Nous vivons une nouvelle ère. Comme je l’ai souligné dans un précédent commentaire, en m’appuyant sur les travaux d’historiens économiques, il y a des parallèles troublants entre la période précédant la Seconde Guerre mondiale et les développements récents du commerce et de la politique étrangère américains. Le protectionnisme est un problème, non seulement en raison de son impact sur le commerce, mais aussi de son impact sur les relations internationales et la géopolitique. – Project Syndicate
Foire aux questions
Qu’est-ce que le protectionnisme ?
Le protectionnisme est une politique économique qui vise à restreindre les échanges commerciaux internationaux en imposant des tarifs douaniers, des quotas d’importation ou d’autres mesures restrictives. Il est souvent mis en place pour protéger les industries nationales de la concurrence étrangère, mais il peut également avoir des conséquences négatives sur l’économie globale.
Quels sont les risques géopolitiques liés au commerce international ?
Les risques géopolitiques liés au commerce international incluent les tensions entre différents pays, les conflits territoriaux, les sanctions économiques, les guerres commerciales, etc. Ces risques peuvent perturber les chaînes d’approvisionnement mondiales et avoir un impact sur l’économie mondiale dans son ensemble.
Qu’est-ce que la désactivation des risques ?
La désactivation des risques est une stratégie visant à réduire les risques de perturbation des activités économiques en diversifiant les sources d’approvisionnement et en réduisant la dépendance à l’égard d’un seul fournisseur ou d’une seule région.

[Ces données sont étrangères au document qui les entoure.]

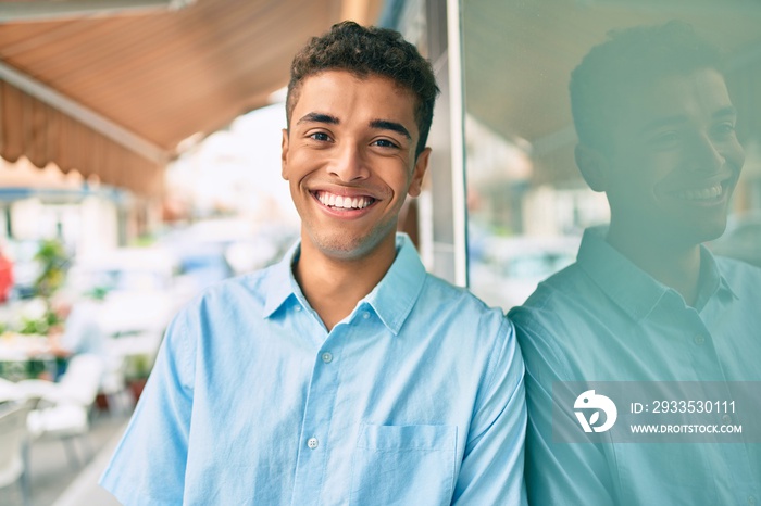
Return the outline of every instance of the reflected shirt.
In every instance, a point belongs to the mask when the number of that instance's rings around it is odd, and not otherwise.
[[[167,329],[101,485],[127,505],[524,504],[512,325],[397,237],[330,332],[279,264]]]
[[[690,307],[606,233],[586,230],[577,262],[509,314],[526,363],[529,502],[761,503],[758,443],[553,442],[553,381],[761,380],[761,269],[701,246]]]

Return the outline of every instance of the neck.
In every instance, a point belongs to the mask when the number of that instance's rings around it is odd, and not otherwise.
[[[636,233],[611,222],[608,242],[659,282],[694,305],[700,281],[700,244],[681,243],[672,237]]]
[[[396,257],[395,235],[358,258],[326,254],[302,235],[301,255],[294,268],[307,301],[329,332],[380,282]]]

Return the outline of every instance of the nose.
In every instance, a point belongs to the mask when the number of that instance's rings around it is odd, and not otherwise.
[[[328,173],[338,177],[342,182],[366,179],[370,176],[370,169],[361,147],[354,142],[345,142],[338,146]]]
[[[689,146],[693,152],[690,166],[695,170],[713,173],[720,170],[726,164],[724,146],[708,134],[699,134]]]

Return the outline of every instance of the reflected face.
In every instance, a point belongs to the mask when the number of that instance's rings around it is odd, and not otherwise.
[[[283,177],[304,246],[348,260],[394,248],[399,211],[408,193],[420,194],[429,154],[415,160],[414,110],[414,96],[385,77],[329,71],[301,84],[283,132]]]
[[[612,224],[683,244],[721,236],[745,161],[721,74],[668,76],[626,100],[607,156]]]

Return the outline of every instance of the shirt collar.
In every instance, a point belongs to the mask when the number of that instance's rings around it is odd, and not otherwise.
[[[584,231],[578,249],[578,265],[587,276],[624,312],[635,320],[647,317],[670,290],[649,274],[634,265],[606,240],[608,226]],[[700,246],[700,287],[696,309],[700,311],[719,290],[728,290],[728,282],[716,267],[713,255]]]
[[[364,298],[395,336],[399,333],[425,281],[425,267],[406,233],[397,233],[397,257],[372,292]],[[361,302],[360,302],[361,303]]]
[[[269,318],[288,298],[296,296],[298,283],[291,266],[301,254],[301,241],[290,246],[283,260],[270,268],[264,280],[264,317]]]
[[[397,233],[397,256],[380,282],[362,300],[369,304],[383,324],[396,336],[414,306],[425,281],[425,267],[412,241],[406,233]],[[270,317],[290,296],[301,290],[294,278],[291,266],[301,253],[301,242],[288,250],[283,260],[271,267],[265,280],[266,302],[264,317]],[[305,301],[304,301],[305,303]]]

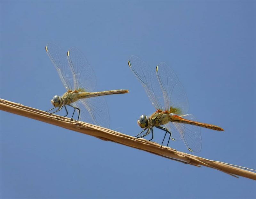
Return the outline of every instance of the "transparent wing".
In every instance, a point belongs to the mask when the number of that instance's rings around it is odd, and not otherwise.
[[[83,88],[92,91],[96,85],[96,78],[92,67],[83,53],[75,48],[68,51],[68,60],[74,77],[75,89]]]
[[[163,91],[164,107],[175,108],[173,113],[177,114],[187,113],[188,109],[187,95],[176,74],[164,62],[160,63],[157,68],[156,76]]]
[[[128,60],[130,68],[142,84],[153,106],[157,110],[163,110],[163,93],[154,70],[134,55],[131,56]]]
[[[46,53],[57,70],[60,78],[67,91],[73,90],[73,75],[67,59],[67,53],[52,43],[46,44]]]
[[[108,109],[104,97],[80,99],[73,104],[80,109],[79,120],[106,128],[109,127]]]
[[[191,114],[180,116],[189,120],[196,121]],[[166,126],[170,130],[172,137],[177,140],[182,138],[188,149],[196,152],[198,152],[201,150],[202,139],[200,127],[188,124],[172,122],[169,122]]]

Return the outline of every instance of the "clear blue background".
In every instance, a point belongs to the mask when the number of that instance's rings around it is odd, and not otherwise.
[[[106,97],[110,128],[134,136],[155,110],[127,64],[164,61],[202,129],[195,155],[255,166],[255,2],[1,2],[1,97],[52,107],[65,92],[44,50],[51,41],[83,52]],[[63,112],[60,113],[64,114]],[[63,115],[63,114],[62,114]],[[164,132],[155,130],[154,141]],[[2,198],[255,198],[255,182],[198,168],[1,112]],[[170,146],[189,152],[182,141]]]

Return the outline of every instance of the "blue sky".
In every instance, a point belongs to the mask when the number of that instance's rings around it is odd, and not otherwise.
[[[1,97],[43,110],[65,89],[49,41],[82,51],[106,97],[110,128],[132,136],[155,111],[127,60],[165,62],[201,129],[195,154],[255,168],[255,1],[1,1]],[[1,113],[1,197],[5,198],[255,198],[236,179],[24,117]],[[64,114],[63,112],[60,114]],[[62,114],[62,115],[63,115]],[[155,141],[164,132],[155,130]],[[170,146],[189,152],[182,141]]]

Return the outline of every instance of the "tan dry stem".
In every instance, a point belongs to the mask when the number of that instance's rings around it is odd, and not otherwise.
[[[200,167],[201,166],[214,168],[237,177],[240,176],[256,180],[256,173],[228,163],[214,161],[178,151],[170,147],[144,139],[134,137],[97,126],[57,115],[49,115],[43,111],[0,99],[0,109],[74,131],[94,136],[103,140],[111,141],[149,152],[164,158]]]

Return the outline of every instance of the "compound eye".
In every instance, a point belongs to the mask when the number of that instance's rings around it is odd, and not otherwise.
[[[52,98],[52,100],[55,103],[58,102],[60,101],[60,96],[58,95],[55,95]]]
[[[139,126],[141,128],[145,128],[148,126],[148,116],[142,115],[140,117],[137,122]]]
[[[54,107],[57,107],[60,103],[60,98],[58,95],[55,95],[51,100],[51,102]]]

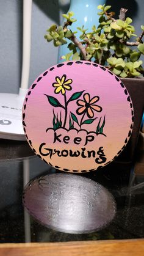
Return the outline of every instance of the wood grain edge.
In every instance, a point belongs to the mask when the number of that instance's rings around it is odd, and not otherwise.
[[[49,243],[1,244],[0,256],[142,256],[144,239]]]

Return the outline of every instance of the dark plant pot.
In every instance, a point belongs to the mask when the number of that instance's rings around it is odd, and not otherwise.
[[[129,182],[130,172],[137,157],[135,153],[144,108],[144,79],[123,78],[121,80],[129,92],[134,106],[134,120],[131,138],[122,153],[114,161],[96,172],[87,173],[88,177],[106,186],[107,183],[109,187],[111,184],[113,188],[117,184],[120,186],[121,183],[123,186]]]
[[[131,97],[134,111],[134,126],[131,138],[123,152],[112,163],[103,168],[103,170],[129,171],[135,160],[135,151],[139,135],[144,108],[144,79],[121,79]],[[117,170],[117,171],[116,171]]]

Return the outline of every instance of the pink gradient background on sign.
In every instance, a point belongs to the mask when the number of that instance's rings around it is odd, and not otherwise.
[[[60,112],[62,111],[62,119],[64,119],[64,109],[61,108],[52,107],[49,103],[45,94],[52,96],[64,105],[64,97],[61,92],[58,94],[54,93],[54,88],[52,86],[53,82],[56,82],[56,76],[60,78],[65,74],[67,79],[71,79],[71,90],[66,90],[67,100],[74,92],[85,90],[84,93],[89,93],[90,98],[99,96],[99,100],[95,104],[103,108],[101,112],[94,111],[94,118],[97,119],[90,125],[83,125],[82,129],[88,132],[96,131],[99,118],[101,117],[101,123],[106,116],[106,123],[104,127],[104,133],[107,137],[103,135],[96,136],[93,142],[89,142],[85,147],[86,150],[95,150],[97,152],[99,147],[103,147],[104,154],[107,158],[107,162],[111,161],[117,153],[123,147],[124,141],[128,137],[130,126],[132,123],[131,109],[129,102],[128,101],[128,95],[126,95],[124,90],[120,86],[120,81],[117,81],[114,75],[110,75],[107,70],[104,71],[100,67],[94,67],[93,65],[85,65],[73,63],[67,65],[67,62],[61,67],[49,71],[38,82],[36,79],[34,83],[37,86],[31,90],[31,94],[28,97],[25,110],[26,117],[24,122],[26,124],[26,134],[29,139],[32,141],[32,147],[36,150],[37,154],[39,153],[39,146],[42,142],[46,143],[46,148],[56,148],[59,150],[63,149],[81,150],[84,147],[84,144],[74,145],[71,139],[68,144],[59,143],[53,144],[52,132],[46,133],[48,128],[52,128],[53,109],[55,114],[58,113],[59,117]],[[41,75],[43,76],[43,75]],[[30,90],[31,88],[30,88]],[[79,98],[83,100],[83,95]],[[69,128],[69,116],[70,112],[74,113],[79,121],[82,115],[78,115],[76,110],[79,108],[76,104],[77,100],[71,101],[68,105],[68,119],[66,128]],[[26,103],[26,102],[25,102]],[[84,120],[88,119],[87,115]],[[74,122],[75,128],[79,126]],[[59,130],[57,131],[58,133]],[[65,132],[63,131],[63,136],[67,133],[73,136],[76,131]],[[84,134],[86,134],[84,132]],[[83,138],[84,139],[84,138]],[[95,162],[93,158],[82,158],[71,157],[59,157],[56,155],[50,159],[49,156],[43,157],[47,162],[50,162],[54,166],[59,166],[61,169],[63,168],[69,169],[88,170],[96,169],[99,166]],[[106,163],[104,164],[106,164]]]

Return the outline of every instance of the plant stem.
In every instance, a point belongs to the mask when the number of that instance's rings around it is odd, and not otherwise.
[[[85,116],[85,113],[86,113],[86,112],[84,112],[84,115],[82,117],[81,120],[81,123],[80,123],[80,125],[79,125],[81,129],[82,129],[82,121],[84,120],[84,116]]]
[[[67,114],[68,114],[68,106],[67,104],[67,98],[66,98],[66,94],[64,94],[64,100],[65,100],[65,120],[64,120],[64,123],[63,127],[65,128],[67,122]]]
[[[73,34],[71,37],[70,37],[70,40],[74,43],[74,44],[80,49],[81,53],[82,55],[82,57],[85,60],[87,60],[87,53],[85,51],[85,47],[83,46],[81,42],[78,40],[78,39],[75,37]]]
[[[71,24],[71,22],[66,21],[64,23],[63,29],[64,31],[66,31],[67,30],[68,30],[67,28],[68,26],[70,26]],[[79,49],[82,57],[85,60],[87,60],[86,57],[87,57],[87,53],[85,51],[85,47],[83,46],[82,43],[78,40],[78,39],[76,37],[74,34],[73,33],[73,35],[70,37],[68,39],[70,39],[73,43]]]

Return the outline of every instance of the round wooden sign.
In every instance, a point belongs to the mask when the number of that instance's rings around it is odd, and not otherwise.
[[[86,61],[55,65],[29,89],[23,110],[29,145],[62,170],[93,171],[113,160],[131,136],[134,111],[118,78]]]

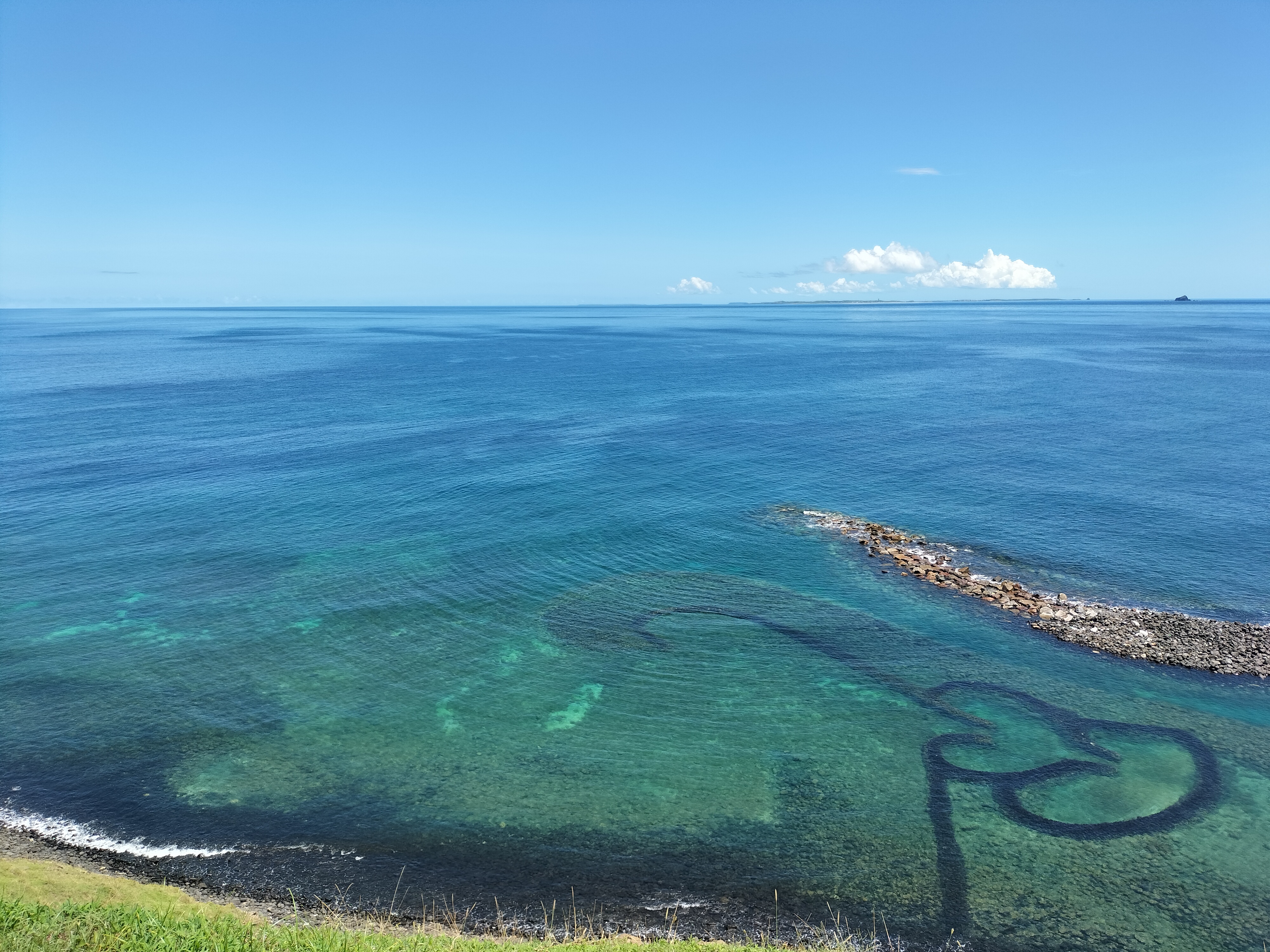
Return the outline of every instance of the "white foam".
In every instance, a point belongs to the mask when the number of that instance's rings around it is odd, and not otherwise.
[[[212,849],[210,847],[154,847],[141,838],[131,840],[118,840],[105,834],[97,833],[84,824],[67,820],[61,816],[41,816],[39,814],[19,814],[6,806],[0,806],[0,826],[8,826],[27,833],[38,833],[57,843],[69,847],[83,847],[85,849],[102,849],[109,853],[127,853],[128,856],[142,857],[145,859],[164,859],[180,856],[224,856],[225,853],[239,853],[239,849]]]

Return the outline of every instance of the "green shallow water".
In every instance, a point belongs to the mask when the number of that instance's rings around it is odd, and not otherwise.
[[[773,515],[1270,617],[1265,316],[1104,311],[10,322],[0,816],[414,913],[1257,949],[1262,683]]]

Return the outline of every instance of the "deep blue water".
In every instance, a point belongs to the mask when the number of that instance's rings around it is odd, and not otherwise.
[[[0,320],[10,821],[236,848],[160,862],[367,902],[405,864],[417,910],[573,887],[752,923],[779,889],[933,938],[922,750],[964,725],[914,698],[992,682],[1189,731],[1219,796],[1074,839],[952,783],[980,947],[1270,937],[1264,682],[1095,656],[771,518],[846,512],[1039,586],[1270,622],[1265,302]],[[658,613],[701,599],[733,614]],[[958,698],[997,746],[950,760],[1088,758],[1036,710]],[[1201,773],[1167,737],[1091,737],[1115,776],[1029,810],[1154,815]]]

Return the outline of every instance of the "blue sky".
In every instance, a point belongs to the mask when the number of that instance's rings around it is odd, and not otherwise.
[[[3,306],[1270,297],[1260,1],[0,0],[0,44]]]

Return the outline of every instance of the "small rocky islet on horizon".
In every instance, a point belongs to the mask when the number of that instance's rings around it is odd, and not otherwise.
[[[1270,677],[1270,626],[1200,618],[1181,612],[1110,605],[1068,598],[1066,593],[1029,589],[1015,579],[987,576],[958,565],[958,550],[894,526],[843,513],[777,506],[785,519],[806,528],[846,536],[912,578],[959,595],[978,598],[1003,612],[1030,619],[1036,631],[1063,641],[1157,664],[1199,668],[1218,674]],[[889,569],[881,571],[889,574]]]

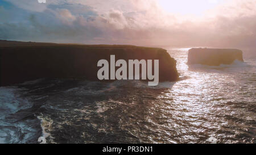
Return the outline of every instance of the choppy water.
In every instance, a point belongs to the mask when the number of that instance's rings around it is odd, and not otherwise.
[[[256,51],[245,62],[188,66],[181,80],[46,79],[0,87],[0,143],[256,143]]]

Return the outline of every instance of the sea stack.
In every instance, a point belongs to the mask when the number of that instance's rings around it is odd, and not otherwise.
[[[0,86],[42,78],[100,81],[97,62],[102,59],[110,62],[110,55],[126,61],[159,60],[159,81],[178,79],[176,60],[162,48],[0,40]]]
[[[242,52],[236,49],[192,48],[188,51],[188,64],[218,66],[243,61]]]

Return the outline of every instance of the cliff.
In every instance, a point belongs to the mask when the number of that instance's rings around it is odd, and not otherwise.
[[[218,66],[243,61],[242,52],[236,49],[192,48],[188,51],[188,64]]]
[[[98,60],[159,60],[159,82],[178,78],[176,61],[165,49],[133,45],[84,45],[0,40],[0,86],[41,78],[98,81]]]

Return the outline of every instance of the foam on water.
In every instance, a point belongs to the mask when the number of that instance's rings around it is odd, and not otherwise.
[[[157,86],[41,79],[0,87],[0,142],[256,143],[255,53],[212,67],[188,66],[187,49],[168,52],[181,80]]]

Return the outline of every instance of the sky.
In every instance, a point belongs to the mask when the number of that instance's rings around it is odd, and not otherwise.
[[[255,47],[256,0],[0,0],[0,39]]]

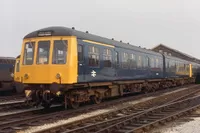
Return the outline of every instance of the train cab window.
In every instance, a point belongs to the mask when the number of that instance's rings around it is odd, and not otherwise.
[[[156,59],[156,68],[158,68],[158,67],[159,67],[159,60]]]
[[[50,41],[39,41],[37,50],[37,64],[49,63]]]
[[[20,69],[19,69],[19,64],[20,64],[20,61],[19,61],[19,60],[16,61],[16,72],[19,72],[19,71],[20,71]]]
[[[78,45],[78,61],[83,61],[83,46]]]
[[[143,67],[147,68],[149,66],[149,57],[144,56],[143,57]]]
[[[134,54],[130,54],[129,55],[129,64],[130,64],[130,68],[136,68],[137,67],[137,62],[136,62],[136,56]]]
[[[67,46],[67,40],[54,41],[52,64],[66,64]]]
[[[154,68],[154,67],[155,67],[154,58],[151,58],[151,59],[150,59],[150,66],[151,66],[151,68]]]
[[[114,61],[115,61],[115,67],[118,67],[118,65],[119,65],[119,53],[116,52],[116,51],[115,51]]]
[[[128,53],[122,53],[122,68],[128,68]]]
[[[89,66],[98,67],[99,66],[99,48],[95,46],[89,46],[88,56],[89,56]]]
[[[137,67],[138,67],[138,68],[142,67],[142,58],[141,58],[141,56],[138,56]]]
[[[27,42],[24,47],[24,65],[32,65],[34,59],[35,42]]]
[[[104,67],[111,67],[112,63],[112,51],[110,49],[104,49],[103,51]]]

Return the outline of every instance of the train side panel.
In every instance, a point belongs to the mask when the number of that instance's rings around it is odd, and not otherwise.
[[[78,82],[163,78],[161,54],[78,40]]]

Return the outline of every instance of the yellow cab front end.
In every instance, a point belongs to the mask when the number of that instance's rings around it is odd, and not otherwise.
[[[61,86],[77,82],[75,36],[25,38],[20,60],[27,101],[38,101],[37,105],[49,106],[52,97],[62,95]]]

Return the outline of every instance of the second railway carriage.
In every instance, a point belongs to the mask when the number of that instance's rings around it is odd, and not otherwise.
[[[81,102],[191,82],[190,63],[176,59],[180,65],[173,68],[172,60],[74,28],[48,27],[24,37],[20,75],[29,102],[76,108]]]

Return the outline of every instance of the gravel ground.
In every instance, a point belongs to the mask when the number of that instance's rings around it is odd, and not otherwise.
[[[195,111],[193,114],[197,116],[182,117],[158,129],[153,129],[150,133],[199,133],[200,110]]]
[[[184,90],[184,89],[186,89],[186,88],[182,88],[182,89],[176,90],[174,92]],[[172,93],[172,92],[167,92],[165,94],[170,94],[170,93]],[[165,94],[163,94],[163,95],[165,95]],[[131,101],[131,102],[130,101],[125,102],[123,104],[119,104],[119,105],[112,106],[112,107],[109,107],[109,108],[107,107],[107,108],[104,108],[104,109],[99,109],[99,110],[96,110],[96,111],[81,114],[81,115],[78,115],[78,116],[75,116],[75,117],[72,117],[72,118],[55,121],[54,123],[44,124],[44,125],[36,126],[36,127],[31,127],[31,128],[24,130],[24,131],[18,131],[18,133],[37,132],[37,131],[47,129],[47,128],[50,128],[50,127],[55,127],[55,126],[58,126],[58,125],[67,124],[67,123],[74,122],[74,121],[77,121],[77,120],[81,120],[81,119],[85,119],[85,118],[92,117],[92,116],[95,116],[95,115],[99,115],[99,114],[102,114],[102,113],[106,113],[106,112],[109,112],[109,111],[113,111],[115,109],[119,109],[119,108],[122,108],[122,107],[134,105],[134,104],[137,104],[139,102],[147,101],[147,100],[150,100],[150,99],[153,99],[153,98],[155,98],[155,97],[146,97],[146,98],[142,98],[142,99],[137,100],[137,101],[134,100],[134,101]]]

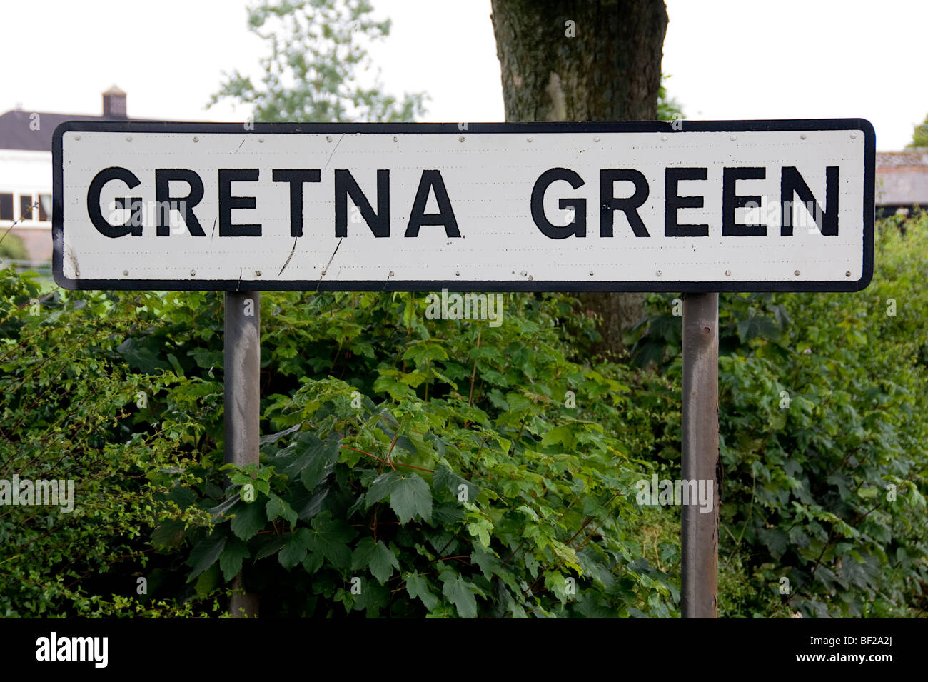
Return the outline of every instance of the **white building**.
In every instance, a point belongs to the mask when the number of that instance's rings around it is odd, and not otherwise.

Cela peut inclure la recherche de nouveaux partenaires commerciaux, le renforcement des capacités internes de production, ou d’autres mesures visant à atténuer les risques potentiels.
Quels sont les avantages du commerce international ?
Le commerce international permet une allocation plus efficace des ressources, une spécialisation économique, une augmentation des possibilités d’échanges et de coopération entre les pays, et contribue généralement à la croissance économique et à l’amélioration des niveaux de vie. Il favorise également la diffusion des connaissances et de l’innovation à l’échelle mondiale.
Quelles sont les conséquences du protectionnisme sur l’économie mondiale ?
Le protectionnisme peut entraîner une baisse du volume des échanges internationaux, une augmentation des prix des biens importés, une réduction de la concurrence et de l’efficacité économique, des tensions politiques entre les pays, et une stagnation économique à long terme. Il peut également entraîner des représailles commerciales de la part d’autres pays, ce qui peut nuire aux exportations nationales.
Quelles sont les alternatives au protectionnisme ?
Il existe plusieurs alternatives au protectionnisme, telles que la promotion de la coopération internationale, la négociation d’accords commerciaux équitables, la recherche de solutions mutuellement bénéfiques, la promotion de la diversification des exportations et des sources d’approvisionnement, l’investissement dans l’innovation et le développement des capacités technologiques, etc. La coopération et l’ouverture des marchés sont souvent considérées comme des moyens plus efficaces de promouvoir la prospérité économique.